Донна Хэрэвей считает, что киберкультура по самой своей природе подрывает этот дуализм. Посягательства техники на некогда запретную область между естественным и искусственным, органическим и неорганическим, превратили многое, что мы знаем — или думали, что знаем,— в условность. Философский смысл тех или иных технических изобретений состоит в том, что краеугольные камни западного мировоззрения — сеть значений, «структурирующих «я» западного человека»,— дали трещину. Еще несколько ударов молота по нужным местам и все здание может рухнуть, считает она.

Но «Манифест киборга» Донны Хэрэвей — это не только обвинение в адрес западной системы взглядов, но и резкая критика феминизма и особенно его отношения к науке и технике. Ранние феминистские движения пытались подорвать упомянутые выше бинарные оппозиции, чтобы перевернуть их и сделать главным пребывавший в ничтожестве первый член каждого иерархического двучлена. Эктопический феминизм, феминизм нью-эйджевских богинь и другие проявления того, что Катя Политт назвала «разностным» феминизмом, утверждают, что чувства, вскармливание детей и другие «врожденные» свойства женщин, пока недооцененные культурой, не менее ценны, чем «мужские» качества, воспеваемые нашим обществом. Женщина для них — это Мать Земля, настроенная на частоту природы (тела), а не культуры (сознания), то есть порождение биологии, а не технологии, интуиция, а не рациональность.

Однако, отмечает Хэрэвей, ни природы, ни тела больше не существует в просветительском смысле этих слов: выражаясь философски, обе эти реалии безнадежно загрязнены в эпоху людей с обезьяньими сердцами и мышей-мутантов с генами человека.

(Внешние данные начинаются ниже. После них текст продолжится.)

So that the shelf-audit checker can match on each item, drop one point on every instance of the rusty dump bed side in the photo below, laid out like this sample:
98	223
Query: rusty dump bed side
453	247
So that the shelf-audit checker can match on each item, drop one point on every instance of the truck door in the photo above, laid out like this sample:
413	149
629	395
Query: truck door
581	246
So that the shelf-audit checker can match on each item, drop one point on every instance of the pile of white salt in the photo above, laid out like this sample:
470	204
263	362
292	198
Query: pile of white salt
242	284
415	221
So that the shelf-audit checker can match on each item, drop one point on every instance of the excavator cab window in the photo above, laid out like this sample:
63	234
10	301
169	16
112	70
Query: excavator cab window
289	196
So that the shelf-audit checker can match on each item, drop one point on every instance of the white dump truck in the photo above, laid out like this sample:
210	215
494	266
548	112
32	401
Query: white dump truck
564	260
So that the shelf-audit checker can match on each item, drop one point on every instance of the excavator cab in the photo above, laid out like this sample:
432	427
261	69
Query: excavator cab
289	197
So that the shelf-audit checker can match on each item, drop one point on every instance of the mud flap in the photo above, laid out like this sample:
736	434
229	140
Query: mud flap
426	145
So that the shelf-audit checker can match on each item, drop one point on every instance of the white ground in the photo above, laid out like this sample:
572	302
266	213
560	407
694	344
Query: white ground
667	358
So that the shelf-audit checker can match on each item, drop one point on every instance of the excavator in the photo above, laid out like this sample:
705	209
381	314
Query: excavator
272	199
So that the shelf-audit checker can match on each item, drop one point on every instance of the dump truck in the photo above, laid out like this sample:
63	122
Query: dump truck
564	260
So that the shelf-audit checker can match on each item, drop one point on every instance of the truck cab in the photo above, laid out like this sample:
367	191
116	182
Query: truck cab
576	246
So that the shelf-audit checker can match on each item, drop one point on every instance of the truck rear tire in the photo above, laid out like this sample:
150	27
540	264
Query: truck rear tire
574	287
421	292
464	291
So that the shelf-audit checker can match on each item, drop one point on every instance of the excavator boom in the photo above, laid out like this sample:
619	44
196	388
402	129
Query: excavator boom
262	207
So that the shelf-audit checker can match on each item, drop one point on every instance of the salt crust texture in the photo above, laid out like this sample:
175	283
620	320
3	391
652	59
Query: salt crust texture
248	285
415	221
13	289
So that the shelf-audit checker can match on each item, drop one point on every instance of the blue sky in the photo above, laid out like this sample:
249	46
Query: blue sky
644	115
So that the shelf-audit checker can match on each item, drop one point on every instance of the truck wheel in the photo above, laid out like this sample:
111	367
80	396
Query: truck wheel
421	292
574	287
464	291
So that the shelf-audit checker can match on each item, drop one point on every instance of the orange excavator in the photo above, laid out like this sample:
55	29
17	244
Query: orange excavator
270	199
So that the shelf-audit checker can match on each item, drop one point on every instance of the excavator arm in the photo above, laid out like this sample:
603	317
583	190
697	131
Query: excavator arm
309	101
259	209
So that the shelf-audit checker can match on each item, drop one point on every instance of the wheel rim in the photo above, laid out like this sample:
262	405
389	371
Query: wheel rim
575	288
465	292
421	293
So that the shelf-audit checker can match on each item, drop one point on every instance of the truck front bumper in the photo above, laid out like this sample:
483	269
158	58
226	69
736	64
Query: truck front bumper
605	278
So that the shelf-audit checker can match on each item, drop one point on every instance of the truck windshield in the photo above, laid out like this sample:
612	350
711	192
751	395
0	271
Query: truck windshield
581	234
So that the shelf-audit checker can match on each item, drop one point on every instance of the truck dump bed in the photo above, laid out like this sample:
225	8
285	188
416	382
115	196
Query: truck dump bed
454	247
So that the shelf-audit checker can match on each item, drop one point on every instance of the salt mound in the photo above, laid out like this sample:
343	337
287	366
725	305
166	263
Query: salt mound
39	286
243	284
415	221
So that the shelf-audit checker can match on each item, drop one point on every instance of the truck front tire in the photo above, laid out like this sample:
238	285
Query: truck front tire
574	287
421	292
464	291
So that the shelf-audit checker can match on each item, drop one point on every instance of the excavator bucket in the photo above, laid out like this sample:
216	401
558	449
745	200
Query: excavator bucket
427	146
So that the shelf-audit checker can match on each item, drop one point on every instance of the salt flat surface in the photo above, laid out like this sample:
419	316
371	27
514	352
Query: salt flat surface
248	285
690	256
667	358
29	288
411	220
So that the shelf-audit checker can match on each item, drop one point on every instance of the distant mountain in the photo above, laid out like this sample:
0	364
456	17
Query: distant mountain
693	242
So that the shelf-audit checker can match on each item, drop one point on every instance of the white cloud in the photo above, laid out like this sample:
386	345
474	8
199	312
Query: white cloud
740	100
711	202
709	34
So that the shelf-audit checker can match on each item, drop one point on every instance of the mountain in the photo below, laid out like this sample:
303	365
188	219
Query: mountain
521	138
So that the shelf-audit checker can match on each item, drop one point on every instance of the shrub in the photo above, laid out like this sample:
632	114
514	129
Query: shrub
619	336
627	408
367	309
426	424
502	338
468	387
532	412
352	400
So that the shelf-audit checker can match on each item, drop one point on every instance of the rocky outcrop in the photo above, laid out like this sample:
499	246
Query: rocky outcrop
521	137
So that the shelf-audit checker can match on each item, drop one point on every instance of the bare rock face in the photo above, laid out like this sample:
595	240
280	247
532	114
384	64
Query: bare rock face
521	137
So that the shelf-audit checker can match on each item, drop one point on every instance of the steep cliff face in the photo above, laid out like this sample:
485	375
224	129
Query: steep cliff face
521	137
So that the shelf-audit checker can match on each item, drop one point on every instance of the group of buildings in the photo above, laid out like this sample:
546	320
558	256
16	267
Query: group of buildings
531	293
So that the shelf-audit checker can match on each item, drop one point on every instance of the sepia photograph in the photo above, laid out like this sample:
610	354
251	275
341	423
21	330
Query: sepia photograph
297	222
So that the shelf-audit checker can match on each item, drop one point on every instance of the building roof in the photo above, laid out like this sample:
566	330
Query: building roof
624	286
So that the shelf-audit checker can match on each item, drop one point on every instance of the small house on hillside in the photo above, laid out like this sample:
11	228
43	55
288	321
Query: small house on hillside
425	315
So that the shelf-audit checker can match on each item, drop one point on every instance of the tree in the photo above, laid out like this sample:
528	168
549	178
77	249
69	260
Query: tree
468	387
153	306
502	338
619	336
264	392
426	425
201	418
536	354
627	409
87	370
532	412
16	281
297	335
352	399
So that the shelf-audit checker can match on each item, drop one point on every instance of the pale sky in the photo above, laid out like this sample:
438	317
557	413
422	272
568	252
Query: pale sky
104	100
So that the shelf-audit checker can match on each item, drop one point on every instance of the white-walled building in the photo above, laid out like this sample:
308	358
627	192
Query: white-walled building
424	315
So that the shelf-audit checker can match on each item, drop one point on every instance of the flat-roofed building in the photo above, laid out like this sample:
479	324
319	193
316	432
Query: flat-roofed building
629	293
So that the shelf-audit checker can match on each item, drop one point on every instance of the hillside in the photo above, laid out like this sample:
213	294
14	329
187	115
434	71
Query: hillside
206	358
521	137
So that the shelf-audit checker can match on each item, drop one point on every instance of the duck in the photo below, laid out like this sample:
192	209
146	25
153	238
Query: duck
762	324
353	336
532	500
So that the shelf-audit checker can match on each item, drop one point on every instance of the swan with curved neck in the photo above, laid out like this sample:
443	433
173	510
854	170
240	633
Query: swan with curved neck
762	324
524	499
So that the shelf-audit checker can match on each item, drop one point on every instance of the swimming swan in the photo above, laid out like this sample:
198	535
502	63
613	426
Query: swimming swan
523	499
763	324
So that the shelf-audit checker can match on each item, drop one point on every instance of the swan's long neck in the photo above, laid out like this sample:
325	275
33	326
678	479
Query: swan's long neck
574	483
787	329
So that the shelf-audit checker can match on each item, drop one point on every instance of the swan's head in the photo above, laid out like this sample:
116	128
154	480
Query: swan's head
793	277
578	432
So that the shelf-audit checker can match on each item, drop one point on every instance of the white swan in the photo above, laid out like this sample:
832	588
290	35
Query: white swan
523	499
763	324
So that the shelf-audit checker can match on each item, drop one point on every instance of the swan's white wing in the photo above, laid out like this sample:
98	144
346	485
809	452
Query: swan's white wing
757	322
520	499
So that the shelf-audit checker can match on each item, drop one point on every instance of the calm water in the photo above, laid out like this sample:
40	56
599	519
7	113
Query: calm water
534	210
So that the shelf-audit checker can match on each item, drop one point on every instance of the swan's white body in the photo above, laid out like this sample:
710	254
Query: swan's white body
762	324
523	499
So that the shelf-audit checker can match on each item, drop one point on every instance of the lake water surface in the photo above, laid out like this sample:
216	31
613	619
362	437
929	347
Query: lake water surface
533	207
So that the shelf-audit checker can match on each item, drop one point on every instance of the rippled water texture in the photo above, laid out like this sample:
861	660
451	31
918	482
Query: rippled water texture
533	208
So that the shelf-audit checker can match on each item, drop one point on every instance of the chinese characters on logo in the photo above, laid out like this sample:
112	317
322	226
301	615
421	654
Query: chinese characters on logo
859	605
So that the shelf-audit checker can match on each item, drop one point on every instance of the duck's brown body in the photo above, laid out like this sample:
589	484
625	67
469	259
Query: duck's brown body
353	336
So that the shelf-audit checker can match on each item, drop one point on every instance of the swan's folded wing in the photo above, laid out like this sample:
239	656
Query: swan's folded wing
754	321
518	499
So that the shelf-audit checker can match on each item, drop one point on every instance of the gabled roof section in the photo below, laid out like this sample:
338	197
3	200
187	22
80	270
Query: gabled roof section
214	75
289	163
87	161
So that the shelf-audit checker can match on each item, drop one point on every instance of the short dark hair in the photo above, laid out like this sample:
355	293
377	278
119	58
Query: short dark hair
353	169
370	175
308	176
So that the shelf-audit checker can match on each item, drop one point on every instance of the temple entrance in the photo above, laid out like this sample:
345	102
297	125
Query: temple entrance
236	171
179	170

Технологика конца XX столетия совместно с философскими учениями наподобие постструктурализма, рассматривающего природу, тело и другие «данности» как культурные построения,— «подрывают не только патриархат, но и вообще все , что говорит в пользу органического и натурального».{575} Иными словами, «умер не только бог, но и богиня».{576}

Более того, продолжает она, в свете того, что «положение женщин в мире столь тесно связано с социальными отношениями науки и техники», феминизм может позволить себе «антинаучную метафизику, демонологию техники», которая делает его бессильным.{577} Хорошо сказал об этом Баллард: «Наука и техника размножаются вокруг нас. Все больше и больше они диктуют языки, на которых мы говорим и думаем, не зависимо от того, разговариваем ли мы на этих языках или молчим».{578}

Феминистки-язычницы, Нью-Эйджа или теории Геи, критикующие технологическое общество в терминах из области духовного, игнорируют, однако, самое очевидное, а именно: то, что киберкультура негативно влияет на жизнь женщин. Так называемая «Новая Индустриальная Революция» подвергает женщин, работающих на предприятиях по выпуску полупроводников или собирающих электронные платы на дому, воздействию токсических веществ, что вызывает отклонения при беременности, выкидыши и преждевременные роды. Дальше — больше. Как отмечает в Whole Earth Review писательница Джоан Хоув, телекоммуникации, подобно многим другим рационализаторским инновациям нашего века для домохозяек, приносят больше вреда, чем пользы. Матери маленьких детей, подрабатывающие на дому, в конечном счете, осознают, что занимаются рутинным трудом.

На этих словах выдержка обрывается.